Cette description, qui est évidemment celle d’un texte autant que d’un bâtiment, souligne d’abord l’ostentation du travail (ce que Ponge propose lui-même, depuis longtemps, dans ses textes). Mais c’est ensuite la liberté du lecteur que le commentaire s’attache à souligner, avec une insistance sur l’« aléatoire ». Si le « moviment » est aléatoire 793, c’est dans la mesure où il fait la part de l’imprévisible (et s’oppose donc à la mainmise totale de l’auteur sur son texte). Or les événements imprévisibles correspondent le plus souvent à des interventions de la part d’autrui.
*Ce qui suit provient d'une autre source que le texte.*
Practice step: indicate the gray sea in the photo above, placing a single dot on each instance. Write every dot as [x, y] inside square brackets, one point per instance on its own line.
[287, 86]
On peut se demander si c’est pure coïncidence que le mot aléa, considéré comme d’origine inconnue, ressemble à alias, alibi, alienus, alius, alter 794… En tout état de cause, Ponge effectue ce rapprochement : s’il conçoit toute son œuvre comme aléatoire, c’est dans la mesure où il y ménage par avance la part d’intervention d’autrui.

Le terme moviment paraît tout indiqué pour qualifier rétrospectivement l’œuvre de Ponge, au moins à partir du tournant de La Rage de l’expression : il exprime sa valorisation de l’avancée plutôt que du résultat, son ouverture aux recommencements incessants, son refus du définitif et de l’absolu. Mais l’aspiration au monument est chez lui tout aussi présente, et le Malherbe vient de la réaffirmer avec insistance. L’œuvre se situe en fait dans une tension permanente entre monument et moviment. Jean-Marie Gleize et Bernard Veck soulignent, dans Actes ou Textes, « l’oscillation continuelle de Ponge entre ces deux pôles »795. La tendance monumentale de l’œuvre, lisible déjà dans « Notes pour un coquillage », est confirmée par le goût bien connu de Ponge pour les inscriptions à même la pierre, modèles d’un texte idéal. Cependant, rappellent les auteurs,

‘à côté de ce modèle fantasmatique (…), très tôt fonctionne le secondmodèle, celui du « moviment », ou texte aléatoire, indéfiniment modifiable. Dès les Proêmes le soupçon est porté sur le monument qui risque de ne gagner son indestructibilité qu’au prix d’un enkystement mortifère (…). (…) Dès lors, selon une très symbolique mutation, c’est le centre Beaubourg qui se substitue au Louvre, ou du moins le relativise, en en fournissant en quelque sorte une version critique796.’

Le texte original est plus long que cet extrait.